Ransom puffed anew, smiled wide, and let out a long sigh. “Ahhh… what more could a man want on his way to Kingdom Come, gentlemen?”

“How much should we concern ourselves, Constable?” asked Konrath.

“Oh, I am just an amateur at the game, I assure you.”

They all laughed and the rough-looking Konrath replied, “I was referring to Mr. Andrews’ call for the life preservers and the boats!”

“Frankly, there’s no place on the ship you can go that will be any better than right here, gents. Unless you can walk on your knees, or fashion a dress and a bonnet.”

The group sent up more raucous laughter over this.

“Looks like it’s every man for himself at this point, Thomas,” said Declan. “I have something I must do before the game’s entirely over.”

“Is it something I can help you with?”

“I think not… at least not at the moment. Wait for me here.”

The two young interns shook hands then grasped one another in a quick, manly hug in the manner of team members at the final bell. Their quick embrace brought gasps from a few tables, and at one, a loud, raucous overly-dressed and feathered elderly lady in her mid-to-late fifties shouted at the ladies at her table for tittering. “I hate that in our gender!

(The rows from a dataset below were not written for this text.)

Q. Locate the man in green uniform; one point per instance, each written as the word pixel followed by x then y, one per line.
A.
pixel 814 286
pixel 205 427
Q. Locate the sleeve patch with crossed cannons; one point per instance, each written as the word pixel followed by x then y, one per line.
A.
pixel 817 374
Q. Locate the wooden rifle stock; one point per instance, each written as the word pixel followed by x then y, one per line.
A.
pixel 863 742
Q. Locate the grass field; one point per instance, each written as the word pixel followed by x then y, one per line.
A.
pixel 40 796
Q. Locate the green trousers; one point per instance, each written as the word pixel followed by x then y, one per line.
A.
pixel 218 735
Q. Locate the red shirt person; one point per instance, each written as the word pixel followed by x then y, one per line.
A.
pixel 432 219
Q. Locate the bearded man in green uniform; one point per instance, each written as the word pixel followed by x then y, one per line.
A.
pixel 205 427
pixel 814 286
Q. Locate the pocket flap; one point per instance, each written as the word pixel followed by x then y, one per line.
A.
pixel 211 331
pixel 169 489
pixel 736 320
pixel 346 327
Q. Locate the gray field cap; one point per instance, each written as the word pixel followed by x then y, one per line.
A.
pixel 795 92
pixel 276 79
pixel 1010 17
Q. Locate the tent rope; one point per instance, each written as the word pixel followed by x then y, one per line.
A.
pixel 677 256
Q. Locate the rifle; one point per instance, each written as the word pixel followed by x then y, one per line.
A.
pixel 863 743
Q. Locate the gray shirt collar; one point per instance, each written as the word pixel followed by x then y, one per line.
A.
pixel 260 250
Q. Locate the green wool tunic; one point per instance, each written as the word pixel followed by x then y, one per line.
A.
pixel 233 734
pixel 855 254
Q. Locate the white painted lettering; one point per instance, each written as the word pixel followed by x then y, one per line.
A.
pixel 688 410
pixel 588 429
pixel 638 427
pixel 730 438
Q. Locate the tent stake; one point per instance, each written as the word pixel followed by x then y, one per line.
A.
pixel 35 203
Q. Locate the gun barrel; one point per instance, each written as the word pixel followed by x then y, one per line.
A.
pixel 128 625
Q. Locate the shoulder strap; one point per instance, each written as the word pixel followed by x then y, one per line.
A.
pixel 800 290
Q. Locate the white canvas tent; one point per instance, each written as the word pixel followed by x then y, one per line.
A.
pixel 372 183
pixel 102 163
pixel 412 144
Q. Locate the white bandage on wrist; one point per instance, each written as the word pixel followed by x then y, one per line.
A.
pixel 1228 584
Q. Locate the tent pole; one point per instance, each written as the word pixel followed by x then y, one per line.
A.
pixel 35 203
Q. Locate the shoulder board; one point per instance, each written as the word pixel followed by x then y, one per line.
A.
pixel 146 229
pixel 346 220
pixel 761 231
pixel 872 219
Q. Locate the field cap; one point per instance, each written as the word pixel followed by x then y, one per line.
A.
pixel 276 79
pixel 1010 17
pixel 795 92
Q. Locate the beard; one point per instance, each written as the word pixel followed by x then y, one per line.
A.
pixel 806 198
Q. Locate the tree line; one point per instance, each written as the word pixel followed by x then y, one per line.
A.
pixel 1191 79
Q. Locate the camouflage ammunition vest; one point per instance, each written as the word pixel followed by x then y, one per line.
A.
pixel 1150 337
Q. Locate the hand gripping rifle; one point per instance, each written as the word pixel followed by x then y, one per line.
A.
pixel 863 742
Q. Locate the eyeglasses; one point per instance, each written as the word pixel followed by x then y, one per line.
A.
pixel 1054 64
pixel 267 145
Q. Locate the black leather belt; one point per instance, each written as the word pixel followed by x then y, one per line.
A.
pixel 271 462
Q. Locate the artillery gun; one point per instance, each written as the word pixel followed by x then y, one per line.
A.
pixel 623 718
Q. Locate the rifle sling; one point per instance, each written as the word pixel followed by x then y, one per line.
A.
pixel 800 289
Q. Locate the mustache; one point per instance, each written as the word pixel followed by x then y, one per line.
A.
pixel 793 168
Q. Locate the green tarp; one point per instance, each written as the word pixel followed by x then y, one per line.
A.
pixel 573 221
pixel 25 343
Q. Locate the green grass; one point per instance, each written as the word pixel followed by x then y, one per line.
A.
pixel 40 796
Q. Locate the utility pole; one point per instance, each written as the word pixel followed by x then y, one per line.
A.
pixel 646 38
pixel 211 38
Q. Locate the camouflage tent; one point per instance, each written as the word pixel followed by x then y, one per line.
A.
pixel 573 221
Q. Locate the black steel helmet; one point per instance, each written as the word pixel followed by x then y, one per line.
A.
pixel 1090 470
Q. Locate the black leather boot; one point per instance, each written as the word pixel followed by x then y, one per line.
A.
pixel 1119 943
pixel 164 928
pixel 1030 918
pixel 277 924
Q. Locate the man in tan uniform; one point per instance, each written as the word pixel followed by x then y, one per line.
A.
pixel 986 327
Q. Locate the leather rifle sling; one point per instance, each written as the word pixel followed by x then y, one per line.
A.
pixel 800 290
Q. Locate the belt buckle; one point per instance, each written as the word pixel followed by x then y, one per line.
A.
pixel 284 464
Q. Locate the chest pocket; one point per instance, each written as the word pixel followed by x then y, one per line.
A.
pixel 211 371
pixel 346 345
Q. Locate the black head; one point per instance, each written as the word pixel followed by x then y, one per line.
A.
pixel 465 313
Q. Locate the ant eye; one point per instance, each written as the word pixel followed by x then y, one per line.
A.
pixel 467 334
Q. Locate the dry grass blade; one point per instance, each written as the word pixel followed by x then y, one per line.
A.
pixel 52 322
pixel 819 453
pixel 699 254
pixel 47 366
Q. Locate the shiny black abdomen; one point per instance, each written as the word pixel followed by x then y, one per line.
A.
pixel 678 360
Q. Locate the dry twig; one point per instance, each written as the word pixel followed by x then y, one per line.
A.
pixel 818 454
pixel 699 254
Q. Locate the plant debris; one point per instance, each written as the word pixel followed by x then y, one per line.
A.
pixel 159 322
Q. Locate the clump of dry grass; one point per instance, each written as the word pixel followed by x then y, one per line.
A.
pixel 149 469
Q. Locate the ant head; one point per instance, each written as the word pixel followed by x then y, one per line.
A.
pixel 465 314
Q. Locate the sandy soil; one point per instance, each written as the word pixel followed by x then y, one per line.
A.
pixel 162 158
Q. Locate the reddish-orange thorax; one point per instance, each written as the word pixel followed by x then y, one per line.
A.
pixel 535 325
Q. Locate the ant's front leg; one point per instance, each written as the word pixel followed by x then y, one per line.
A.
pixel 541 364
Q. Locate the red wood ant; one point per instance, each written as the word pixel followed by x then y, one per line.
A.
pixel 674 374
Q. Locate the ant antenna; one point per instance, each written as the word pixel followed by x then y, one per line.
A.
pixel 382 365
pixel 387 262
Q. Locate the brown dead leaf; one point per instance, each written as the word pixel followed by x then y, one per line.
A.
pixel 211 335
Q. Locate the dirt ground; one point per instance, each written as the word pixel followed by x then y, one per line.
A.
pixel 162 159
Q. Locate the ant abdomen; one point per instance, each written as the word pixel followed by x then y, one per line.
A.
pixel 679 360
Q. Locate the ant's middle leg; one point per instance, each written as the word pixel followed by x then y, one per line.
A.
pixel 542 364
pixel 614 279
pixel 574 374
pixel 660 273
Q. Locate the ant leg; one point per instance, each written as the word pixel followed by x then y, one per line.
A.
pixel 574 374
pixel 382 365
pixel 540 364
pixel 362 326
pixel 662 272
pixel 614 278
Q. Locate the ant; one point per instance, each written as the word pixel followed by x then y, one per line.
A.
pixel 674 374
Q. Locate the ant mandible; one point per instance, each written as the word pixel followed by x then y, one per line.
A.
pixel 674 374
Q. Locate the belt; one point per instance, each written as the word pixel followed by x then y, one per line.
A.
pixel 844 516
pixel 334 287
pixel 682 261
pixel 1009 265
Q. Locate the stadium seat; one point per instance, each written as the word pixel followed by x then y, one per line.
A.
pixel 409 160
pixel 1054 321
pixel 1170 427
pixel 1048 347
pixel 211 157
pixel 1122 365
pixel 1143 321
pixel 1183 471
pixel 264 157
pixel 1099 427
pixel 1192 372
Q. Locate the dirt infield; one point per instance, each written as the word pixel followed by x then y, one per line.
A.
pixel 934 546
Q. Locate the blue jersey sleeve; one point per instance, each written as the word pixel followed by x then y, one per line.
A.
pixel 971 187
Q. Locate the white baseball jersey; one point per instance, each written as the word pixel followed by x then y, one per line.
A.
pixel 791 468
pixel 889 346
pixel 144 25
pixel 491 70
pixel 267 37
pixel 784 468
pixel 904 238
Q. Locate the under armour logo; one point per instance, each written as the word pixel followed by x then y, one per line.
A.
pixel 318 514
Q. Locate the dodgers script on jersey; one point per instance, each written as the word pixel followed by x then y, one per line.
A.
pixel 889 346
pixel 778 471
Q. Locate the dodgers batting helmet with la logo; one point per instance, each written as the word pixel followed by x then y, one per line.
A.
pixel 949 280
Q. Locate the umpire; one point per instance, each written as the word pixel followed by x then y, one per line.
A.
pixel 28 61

It does not serve the women’s movement well at all, ladies, and for God’s sake, they’re twenty years your junior, those boys!”

In their attempt to calm the woman, Declan heard someone call her Molly.

Declan rushed off on whatever chore or mission he had put himself to. Thomas felt the slight tilt of the floor beneath him. He noticed the tables too had seriously begun to tilt as the ship listed to one side; even the card players now sat in chairs tilted awkwardly to one side, nearly going over.

No one seemed at all concerned about the dog, but then Varmint had curled into a ball at Thomas’ feet and remained asleep.

Within his mind, Thomas had hardly resolved to die on board this ship or in the freezing depths below.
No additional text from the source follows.